Il sera relevé, en premier lieu, qu’aucune condamnation au titre de la garantie des vices cachés n’ayant été prononcée contre la société Rika au profit de M. et Mme Y, la demande en garantie formée par ladite société est sans objet.
En second lieu, la société RG3A est mal fondée à solliciter la garantie de la société Rika de la condamnation à restituer le prix de vente, cette restitution étant la contrepartie de la remise du poêle par les époux Y. Il sera rappelé en outre que la société RG3A n’a pas sollicité la résolution de la vente conclue avec la société Rika.
En revanche et s’agissant des demandes indemnitaires des acheteurs, il résulte des développements qui précèdent que, pour partie, les désordres affectant le poêle ont pour origine des défauts d’étanchéité de la porte et de la culasse imputables au fabricant.
Pour autant, la société RG3A ne saurait soutenir que dans la mesure où le coût de modification de l’emplacement de la prise d’air a été évalué à 450 euros par l’expert, sa propre faute lors de la mise en oeuvre de l’installation ne peut être que minime. En effet, l’excès d’humidité causé par ce défaut d’implantation a provoqué l’apparition de rouille sur la partie convection du poêle et concouru ainsi à la dégradation de cet appareil dont le remplacement est désormais nécessaire.
En l’état des constatations de l’expert, c’est donc à juste titre que le tribunal a estimé devoir partager la responsabilité des dommages par moitié entre la société RG3A et la société Rika.
Cette dernière devra, par conséquent, garantir la société RG3A à hauteur de 50 % des indemnités mises à sa charge, le jugement étant toutefois réformé en ce qu’il n’a pas limité la garantie à la seule réparation des préjudices subis par M. et Mme Y.
Sur les demandes accessoires :
Le jugement entrepris étant confirmé en ses principales dispositions, il en sera de même concernant les dépens et frais irrépétibles.

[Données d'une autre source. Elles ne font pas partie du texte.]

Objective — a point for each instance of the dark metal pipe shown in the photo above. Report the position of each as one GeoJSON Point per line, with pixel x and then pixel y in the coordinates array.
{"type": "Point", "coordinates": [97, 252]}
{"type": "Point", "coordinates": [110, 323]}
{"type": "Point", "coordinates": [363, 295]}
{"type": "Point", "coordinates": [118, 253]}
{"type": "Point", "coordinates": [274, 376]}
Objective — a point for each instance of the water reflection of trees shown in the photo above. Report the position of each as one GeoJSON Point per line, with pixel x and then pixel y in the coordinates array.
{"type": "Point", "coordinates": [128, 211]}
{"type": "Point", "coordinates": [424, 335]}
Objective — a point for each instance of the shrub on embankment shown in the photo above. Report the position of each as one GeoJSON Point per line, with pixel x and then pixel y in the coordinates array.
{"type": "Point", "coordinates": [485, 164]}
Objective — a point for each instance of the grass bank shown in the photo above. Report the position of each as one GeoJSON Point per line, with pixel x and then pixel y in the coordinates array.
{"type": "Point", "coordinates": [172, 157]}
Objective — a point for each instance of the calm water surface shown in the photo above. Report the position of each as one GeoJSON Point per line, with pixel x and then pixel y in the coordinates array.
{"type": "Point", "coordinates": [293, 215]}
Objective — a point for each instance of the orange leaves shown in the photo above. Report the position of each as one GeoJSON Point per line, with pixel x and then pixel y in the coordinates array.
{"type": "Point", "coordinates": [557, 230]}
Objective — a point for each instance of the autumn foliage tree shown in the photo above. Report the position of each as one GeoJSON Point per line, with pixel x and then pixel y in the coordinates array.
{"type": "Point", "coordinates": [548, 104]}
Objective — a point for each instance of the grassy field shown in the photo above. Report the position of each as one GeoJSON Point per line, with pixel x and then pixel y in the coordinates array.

La société RG3A et la société Rika qui succombent en appel seront condamnées aux dépens et devront verser aux époux Y une somme de 2 000 euros sur le fondement de l’article 700 du code de procédure civile, leur recours mutuel en garantie étant admis dans la même proportion que celle mentionnée ci-dessus.
PAR CES MOTIFS, LA COUR :
Confirme le jugement rendu le 6 décembre 2016 par le tribunal de grande instance de Quimper sauf en ce qu’il a condamné la société Rika France à garantir la société RG3A des condamnations prononcées à son encontre à hauteur de 50%,
Statuant à nouveau sur le chef infirmé,
Condamne la société Rika France à garantir la société RG3A de la condamnation au paiement de dommages et intérêts prononcée à son encontre au profit de M. et Mme Y, à hauteur de 50%,
Y ajoutant,
Condamne in solidum la société RG3A et la société Rika France à payer à M. et Mme Y la somme de 2 000 euros en application de l’article 700 du code de procédure civile,
Condamne in solidum la société RG3A et la société Rika France aux dépens d’appel qui seront recouvrés conformément aux dispositions de l’article 699 du code de procédure civile,
Dit que dans leurs rapports entre elles, la société RG3A et la société Rika France supporteront la charge définitive des dépens et frais irrépétibles à hauteur de la moitié chacune,
Rejette toutes autres demandes plus amples ou contraires.